= Norman Blacklock =

British surgeon and professor of medicine

Sir Norman James Blacklock (5 February 1928 – 7 September 2006) was a surgeon in the Royal Navy and later a consultant in urology and professor of medicine at Manchester University. He served as Medical Officer to The Queen on her overseas tours for 17 years, from 1976 to 1993. He became known to the accompanying press corps as "the Queen's Witch Doctor", and Prince Philip, Duke of Edinburgh nicknamed him "Hemlock". He was appointed an Extra Gentleman Usher in 1993.

==Biography==
Blacklock was born in Glasgow. His family were doctors with leanings towards the Royal Navy. Evacuated from his home in the Second World War, he was educated at McLaren High School in Callander, and read medicine at Glasgow University. He worked as a junior registrar at Glasgow Royal Infirmary and the Western Infirmary in Glasgow, and then did National Service in the Royal Navy from 1951, serving on board HMS Theseus and HMS Warrior, treating trauma cases.

He returned to medicine in 1954, working as a surgical registrar and lecturer in surgery at Glasgow Royal Infirmary, and then at hospitals in Ipswich and London from 1956. He married Marjorie Reid in 1956, and they had one daughter (Fiona) and one son (Neil) together, both of whom became doctors.

He rejoined the Royal Navy in 1958 to help fill a shortage of surgeons, and served at Navy hospitals in Chatham, Plymouth, Malta and Haslar in Gosport. At Gosport, he started to specialise in urology, founding a new department.

He was appointed the director of surgical research in the Royal Navy in 1974, when he was also appointed OBE. He stood in as Medical Officer to the Queen on a royal visit to Luxembourg in 1976, when the incumbent surgeon fell ill at the last minute, and he continued in that role until 1993. He was always well prepared: the HMY Britannia contained a full operating theatre; aircraft of the Queen's Flight carried emergency medical equipment; and he carried a case containing medical supplies, a resuscitator and a defibrillator; but his services were seldom required. He also co-ordinated with local hospitals, and ensured that food served in host countries was acceptable.

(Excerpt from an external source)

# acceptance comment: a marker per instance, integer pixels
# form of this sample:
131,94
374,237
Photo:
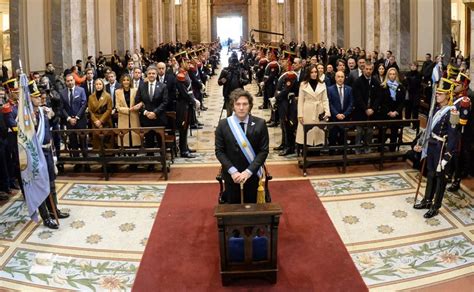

In Belize, he approved a local delicacy, the gibnut (a large rodent). He was appointed CVO in 1989, and advanced to KCVO and appointed an Extra Gentleman Usher in 1993, after his last royal tour to Hungary. In 1990, Blacklock was awarded the New Zealand 1990 Commemoration Medal.

After retiring from the Royal Navy in 1978, with the rank of Surgeon Captain, he became professor of urology at the Victoria University of Manchester. He was based at Withington Hospital in West Didsbury, Manchester, where he set up the first NHS lithotriptor unit, using ultrasound to break down kidney stones. He published over 80 academic papers and contributed to numerous textbooks. He gave up his chair in 1992.

He died on the afternoon of his 50th wedding anniversary after a fall on a staircase in Portsmouth.